The fake article, which was reported on a number of LGBT blogs, had Obama supposedly telling Marc Maron today that "I can't think of anything more deserving of a national holiday than the fight for equality. Our nation was founded on a bedrock principle that we are all created equal. I will be urging Congress to honor the LGBT community with a federal holiday; until then I will issue by executive order declaring June 26, 2016, National Equality Day."

What's true is the president could indeed hold the power to denote a "National Equality Day" via an executive order, and that a federal holiday -- when businesses, schools, and government buildings generally close -- can only be added to the national calendar with the approval of Congress. But Obama never did that interview and never called for any holiday.

Constitution Daily, the blog of the National Constitution Center, notes that Congress has not added any federal holidays to the calendar since President Ronald Reagan made Martin Luther King, Jr. Day a holiday in November 1983. In the past 100 years, just four federal holidays have been added to the calendar, reports The Washington Post.

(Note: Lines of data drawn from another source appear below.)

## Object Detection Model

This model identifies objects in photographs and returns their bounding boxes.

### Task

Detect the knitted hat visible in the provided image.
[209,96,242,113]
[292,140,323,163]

If you like the idea, a real Change.org petition is calling for a national holiday. And one writer at the real Time magazine has called for June 26 to become a national holiday. "When several historic events happen on the exact same day, it's a sign: June 26 should be a national holiday," wrote Charlotte Alter for the Ideas section. She added, "Because June 26 isn't just an important date for gay Americans -- it's a date that symbolizes how rapidly change can happen in America, how quickly our attitudes can evolve, and how, when used correctly, our system is one that propels us all towards a more equal state. In other words, June 26 is a date that represents what happens when America works the way it's supposed to work."